Totally!  A roadtrip gets me way more motivated than another run on my proj 1.5 hrs away by car.
Even within the NA, many destinations await; JT, up and down UT, Ten Sleep, Lander (WY), Bend, Banff, and a return to the many crags of CO.
Thinking about Puerto Rico this winter for great culture and good winter climbing.  Short, direct flight from BOS helps too.

Jan Mc · · CA · Joined Aug 2013 · Points: 0

S. Neoh, when I was young I was 5' 3.5" and weighed between 112 and 117.  At around 38 it all fell apart and it took 10 years for doctors to figure out that my pituitary had quit working.  Things just get worse at such a slow rate that it isn't obvious what is wrong.  Once on meds I 'beefed' up some and ended up around 130 and much more muscular than I used to be, but not really any stronger considering I weighed more.  I did have a LOT better endurance though.  I climbed really hard from 48 till my mid 60s when I had to slow down due to arthritis in my shoulders and fingers.  Now it is in my knees.  Heredity is a bitch!  Of course, I wouldn't trade any of it for anything.

Kristian Solem · · Hulett, WY · Joined Apr 2004 · Points: 1,085
Lori Milaswrote:


Jesus. What a shot. This really says it all. Those toes are barely there and it looks like Kris’ head and hands on/in a crack? On lead.  Good Lord. 

Guy got this pic as well. My shadow, after pulling the crux. That thing's as trad as trad gets.

Carl Schneider · · Mount Torrens, South Australia · Joined Dec 2017 · Points: 0
Guy Keeseewrote:

Bullwinkle AKA  Dean Fidelman on the Right. Gary Ayres (RIP) and Shawn Curtis (RIP) L-R 

You've shared this shot before and I think it seems so classic to me. Of course I'm a newbie to climbing so this seems so strange to me. When I was that age all I was doing was smoking dope, surfing, listening to Zed Zep and polishing my car. What year was this? 

Ward Smith · · Wendell MA · Joined Oct 2020 · Points: 26
S. Neohwrote:

I saw Graham and Luke the first or second time I was at Shagg.  They were eitther 14 or 15 then.  They had zero footwork back then.  By that I mean they were basically campusing Ginseng the whole way up.  Jaw dropping and I commented loudy that "these kids will 5.15 some day".  Ginseng is one .12b I was never able to get.  Had to settle for Two Shaved Heads which is more my style; less steep and crimpy.

I saw them trying a 13c/d route that I had bolted at Rumney, almost sending it without using the best (hidden) sidepull at the crux which I had somehow brushed the chalk off of after my prior attempt.  Last first ascent I ever snagged before those guys.

Lori Milas · · Joshua Tree, CA · Joined Apr 2017 · Points: 250

Wow. This thread is starting to remind me of the East Coast crew vs. the West Coast Crew.  So glad ya’ll are getting to know one another and exchanging stories!  Very cool.

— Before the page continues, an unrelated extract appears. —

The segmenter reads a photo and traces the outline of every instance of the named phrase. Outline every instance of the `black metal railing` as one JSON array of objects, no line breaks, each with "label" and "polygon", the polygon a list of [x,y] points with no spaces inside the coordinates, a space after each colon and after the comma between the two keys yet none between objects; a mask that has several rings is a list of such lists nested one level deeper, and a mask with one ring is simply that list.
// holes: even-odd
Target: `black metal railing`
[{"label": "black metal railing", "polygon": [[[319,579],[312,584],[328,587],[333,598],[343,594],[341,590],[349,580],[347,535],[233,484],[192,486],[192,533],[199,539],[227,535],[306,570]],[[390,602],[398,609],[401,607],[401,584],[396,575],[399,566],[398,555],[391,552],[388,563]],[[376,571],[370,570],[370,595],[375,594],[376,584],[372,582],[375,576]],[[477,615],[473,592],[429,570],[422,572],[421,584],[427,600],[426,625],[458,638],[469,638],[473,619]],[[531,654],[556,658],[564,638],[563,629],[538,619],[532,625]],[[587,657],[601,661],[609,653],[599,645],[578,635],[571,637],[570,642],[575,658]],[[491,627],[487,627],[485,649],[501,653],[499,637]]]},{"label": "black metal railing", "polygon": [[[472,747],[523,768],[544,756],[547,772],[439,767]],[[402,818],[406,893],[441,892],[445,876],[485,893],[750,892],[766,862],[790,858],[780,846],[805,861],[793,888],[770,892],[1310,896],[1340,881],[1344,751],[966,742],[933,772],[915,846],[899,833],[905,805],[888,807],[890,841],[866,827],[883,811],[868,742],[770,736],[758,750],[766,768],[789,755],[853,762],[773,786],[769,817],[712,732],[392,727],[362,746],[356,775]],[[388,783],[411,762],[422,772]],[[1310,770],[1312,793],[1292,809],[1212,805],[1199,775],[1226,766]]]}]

Back when one of my kids thought he was black I got to listen to the rap contests between 2Pac and Biggie.  I say West Coast had it going on. (As does Joshua Tree and Yosemite… and I guess now, Spy) 

For a short while my grand dog, Gidget, also had to wear her colors.    She was always game for anything.

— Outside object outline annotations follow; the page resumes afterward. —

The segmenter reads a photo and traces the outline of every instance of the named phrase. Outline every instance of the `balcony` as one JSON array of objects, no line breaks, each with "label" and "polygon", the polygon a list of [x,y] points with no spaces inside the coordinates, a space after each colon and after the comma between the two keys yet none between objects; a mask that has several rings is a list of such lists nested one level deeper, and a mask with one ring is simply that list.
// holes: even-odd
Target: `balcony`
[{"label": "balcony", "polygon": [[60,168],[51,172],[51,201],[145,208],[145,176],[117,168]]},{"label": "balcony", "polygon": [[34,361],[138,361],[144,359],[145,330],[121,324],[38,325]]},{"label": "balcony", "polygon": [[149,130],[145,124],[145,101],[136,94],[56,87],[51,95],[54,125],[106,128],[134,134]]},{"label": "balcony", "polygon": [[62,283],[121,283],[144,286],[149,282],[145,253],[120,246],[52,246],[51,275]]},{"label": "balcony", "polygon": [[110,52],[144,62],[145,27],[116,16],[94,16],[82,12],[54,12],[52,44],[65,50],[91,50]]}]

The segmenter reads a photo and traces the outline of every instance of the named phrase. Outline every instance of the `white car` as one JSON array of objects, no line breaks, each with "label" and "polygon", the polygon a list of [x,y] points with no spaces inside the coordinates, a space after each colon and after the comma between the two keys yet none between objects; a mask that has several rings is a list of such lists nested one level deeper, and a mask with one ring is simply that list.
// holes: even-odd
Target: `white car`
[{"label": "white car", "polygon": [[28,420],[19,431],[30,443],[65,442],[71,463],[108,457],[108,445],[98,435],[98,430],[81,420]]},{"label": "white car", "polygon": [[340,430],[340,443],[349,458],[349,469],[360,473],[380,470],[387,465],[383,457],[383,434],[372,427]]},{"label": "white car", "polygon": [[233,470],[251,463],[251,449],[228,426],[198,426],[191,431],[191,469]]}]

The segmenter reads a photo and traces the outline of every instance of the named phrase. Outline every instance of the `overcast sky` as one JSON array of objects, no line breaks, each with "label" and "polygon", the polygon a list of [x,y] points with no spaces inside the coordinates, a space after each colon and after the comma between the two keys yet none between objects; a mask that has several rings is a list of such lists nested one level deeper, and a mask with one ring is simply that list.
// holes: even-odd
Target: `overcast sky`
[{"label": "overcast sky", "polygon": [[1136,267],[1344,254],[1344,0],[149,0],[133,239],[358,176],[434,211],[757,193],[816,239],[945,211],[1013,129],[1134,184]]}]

Idaho Bob · · McCall, ID · Joined Apr 2013 · Points: 757
S. Neohwrote:

Totally!  A roadtrip gets me way more motivated than another run on my proj 1.5 hrs away by car.
Even within the NA, many destinations await; JT, up and down UT, Ten Sleep, Lander (WY), Bend, Banff, and a return to the many crags of CO.
Thinking about Puerto Rico this winter for great culture and good winter climbing.  Short, direct flight from BOS helps too.

Great winter climbing and culture in El Potrero Chico also.  Easy to get there.  Next trip starts mid-February, contact me for details if interested.  If you head west on a road trip, City of Rocks/Castle Rocks have a lot to offer.  And here in McCall we have the Memorial on Slick Rock, rated the third best sport multi-pitch in the US by Climbing, but that was before Flyboys went up.